Tuesday, October 2, 2012

Party Planning


Dear Laney,

Before "event planning" was even a valid career choice, the women in my family made a habit of it. There's nothing we like more than orchestrating an event, putting out an elaborate spread, inviting everyone we know, and then praying they all go home by 8pm.

In the summer of 2007, I had been dating your dad for about a year when I went on vacation with Peg Peg's side of the family to Gulf Shores. I was out on a float with my aunt Robyn and Peg when Robyn asked me, "Do you think you're going to marry Thor?" I told her I did. And there on that float, without a hint of a ring on my finger, we started planning the wedding. It became a running joke that instead of waiting on your dad to propose, I should just send him an invitation.



And just like short legs, a vivid imagination, and tone deafness, I seem to have passed this love of party planning down to you. As soon as the super-successful pirate party was over, you were ready to start talking about how we're going to celebrate your fourth birthday. And I was, too. We quickly decided on a Princess Tea, although we're going back and forth on whether those princesses could/should also be fairies.

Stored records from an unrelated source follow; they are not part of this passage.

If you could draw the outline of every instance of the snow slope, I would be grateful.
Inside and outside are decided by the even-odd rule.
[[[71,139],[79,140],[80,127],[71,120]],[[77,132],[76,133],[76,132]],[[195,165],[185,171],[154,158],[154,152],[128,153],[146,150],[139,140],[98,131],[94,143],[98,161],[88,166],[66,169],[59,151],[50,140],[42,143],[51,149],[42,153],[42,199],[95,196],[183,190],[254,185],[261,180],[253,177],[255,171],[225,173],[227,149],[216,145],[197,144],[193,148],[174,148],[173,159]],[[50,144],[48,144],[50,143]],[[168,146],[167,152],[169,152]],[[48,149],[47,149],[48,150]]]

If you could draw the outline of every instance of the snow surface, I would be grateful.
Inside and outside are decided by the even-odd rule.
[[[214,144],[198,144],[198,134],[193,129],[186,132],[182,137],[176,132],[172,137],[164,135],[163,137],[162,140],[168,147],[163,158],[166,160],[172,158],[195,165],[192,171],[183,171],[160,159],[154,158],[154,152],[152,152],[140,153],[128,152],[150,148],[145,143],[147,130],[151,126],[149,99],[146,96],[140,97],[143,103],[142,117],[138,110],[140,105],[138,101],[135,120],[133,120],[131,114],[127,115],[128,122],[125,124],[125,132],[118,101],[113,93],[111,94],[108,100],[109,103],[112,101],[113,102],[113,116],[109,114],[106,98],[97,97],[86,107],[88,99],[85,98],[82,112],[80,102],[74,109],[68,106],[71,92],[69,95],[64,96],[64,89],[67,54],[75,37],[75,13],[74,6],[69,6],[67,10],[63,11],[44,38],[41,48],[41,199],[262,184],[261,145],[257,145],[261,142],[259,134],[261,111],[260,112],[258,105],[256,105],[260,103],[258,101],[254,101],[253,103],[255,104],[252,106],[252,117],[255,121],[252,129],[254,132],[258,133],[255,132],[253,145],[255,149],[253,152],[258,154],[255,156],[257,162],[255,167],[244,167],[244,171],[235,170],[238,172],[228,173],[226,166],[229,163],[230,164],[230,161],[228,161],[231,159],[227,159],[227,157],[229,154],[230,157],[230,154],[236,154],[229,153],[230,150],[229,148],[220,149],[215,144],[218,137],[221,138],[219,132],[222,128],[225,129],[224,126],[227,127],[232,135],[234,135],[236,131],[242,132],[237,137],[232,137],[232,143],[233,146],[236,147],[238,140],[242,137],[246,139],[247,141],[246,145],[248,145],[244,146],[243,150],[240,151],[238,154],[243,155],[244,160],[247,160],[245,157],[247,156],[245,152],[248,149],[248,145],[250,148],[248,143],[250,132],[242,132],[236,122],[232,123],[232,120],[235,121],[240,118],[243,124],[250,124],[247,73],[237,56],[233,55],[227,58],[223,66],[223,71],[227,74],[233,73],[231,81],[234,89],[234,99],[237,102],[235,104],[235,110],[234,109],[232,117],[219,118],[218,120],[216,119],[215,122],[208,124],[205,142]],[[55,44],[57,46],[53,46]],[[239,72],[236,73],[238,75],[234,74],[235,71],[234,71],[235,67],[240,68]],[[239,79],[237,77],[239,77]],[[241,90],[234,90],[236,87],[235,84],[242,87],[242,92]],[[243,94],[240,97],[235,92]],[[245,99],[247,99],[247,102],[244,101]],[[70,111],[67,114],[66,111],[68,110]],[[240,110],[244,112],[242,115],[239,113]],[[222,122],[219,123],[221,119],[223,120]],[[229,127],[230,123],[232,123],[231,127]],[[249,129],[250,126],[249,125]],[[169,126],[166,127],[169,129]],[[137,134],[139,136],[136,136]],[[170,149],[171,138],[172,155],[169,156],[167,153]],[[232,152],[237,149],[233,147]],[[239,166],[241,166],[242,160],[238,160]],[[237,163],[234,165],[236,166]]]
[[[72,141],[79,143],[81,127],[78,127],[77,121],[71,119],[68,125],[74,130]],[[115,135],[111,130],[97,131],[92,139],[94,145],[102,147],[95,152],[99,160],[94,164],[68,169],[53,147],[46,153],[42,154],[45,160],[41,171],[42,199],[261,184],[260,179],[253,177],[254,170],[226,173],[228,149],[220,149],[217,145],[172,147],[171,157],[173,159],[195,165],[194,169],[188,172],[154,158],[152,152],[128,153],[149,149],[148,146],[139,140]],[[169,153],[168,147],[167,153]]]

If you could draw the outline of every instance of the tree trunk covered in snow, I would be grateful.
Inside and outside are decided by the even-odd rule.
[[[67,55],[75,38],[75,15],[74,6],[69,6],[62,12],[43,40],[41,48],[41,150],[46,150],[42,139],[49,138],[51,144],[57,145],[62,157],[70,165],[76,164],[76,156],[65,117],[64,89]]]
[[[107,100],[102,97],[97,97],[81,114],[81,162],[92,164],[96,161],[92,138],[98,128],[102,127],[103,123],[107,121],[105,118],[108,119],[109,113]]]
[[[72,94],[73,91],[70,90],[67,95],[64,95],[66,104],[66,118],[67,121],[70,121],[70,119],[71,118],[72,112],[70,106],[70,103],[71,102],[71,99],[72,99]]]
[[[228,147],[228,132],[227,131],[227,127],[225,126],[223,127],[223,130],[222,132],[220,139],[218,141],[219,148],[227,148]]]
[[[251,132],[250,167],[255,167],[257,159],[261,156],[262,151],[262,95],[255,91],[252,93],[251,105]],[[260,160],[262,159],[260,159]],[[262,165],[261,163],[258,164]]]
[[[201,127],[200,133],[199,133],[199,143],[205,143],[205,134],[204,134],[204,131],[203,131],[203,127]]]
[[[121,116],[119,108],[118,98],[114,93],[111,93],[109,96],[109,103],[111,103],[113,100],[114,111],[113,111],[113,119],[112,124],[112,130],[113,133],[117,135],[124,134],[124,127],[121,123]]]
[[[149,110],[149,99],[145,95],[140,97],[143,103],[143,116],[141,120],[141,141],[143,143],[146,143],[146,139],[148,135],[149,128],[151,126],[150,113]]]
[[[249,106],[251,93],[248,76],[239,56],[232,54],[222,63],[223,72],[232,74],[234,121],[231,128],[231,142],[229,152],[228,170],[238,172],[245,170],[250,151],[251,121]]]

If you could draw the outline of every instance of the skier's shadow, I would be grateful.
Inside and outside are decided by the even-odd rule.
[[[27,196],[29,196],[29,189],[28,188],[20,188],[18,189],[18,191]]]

Yesterday afternoon, we decided to walk up the mountain road and check out the foliage, which was lovely:









Hiking and eating graham crackers = multitasking


As we rounded a bend in the road, we passed a house that had previously been unoccupied. Bought by some folks in Alaska, we'd heard. Yesterday, the mystery couple was there in their yard, working, and came over to say hello. They're extremely nice folks who bought the place as their future retirement home. I guess it's all a matter of perspective; if you're used to living in Alaska, Montana must seem like Boca.

The wife asked you how old you are, and you said, "Free. But I'm going to have princess tea when I turn four. And ev'body's going to bring a present. And maybe their doll. And we're gonna eat sammiches. And juice. And twirl!!" And this is when you started to demonstrate your twirl. "Goodness!" said the woman. "When is all this going to happen?"

Mom: A year from now.

Hard to admit, but on a unpaved mountain road full of hermits and nut jobs, we're probably the craziest people they met all day.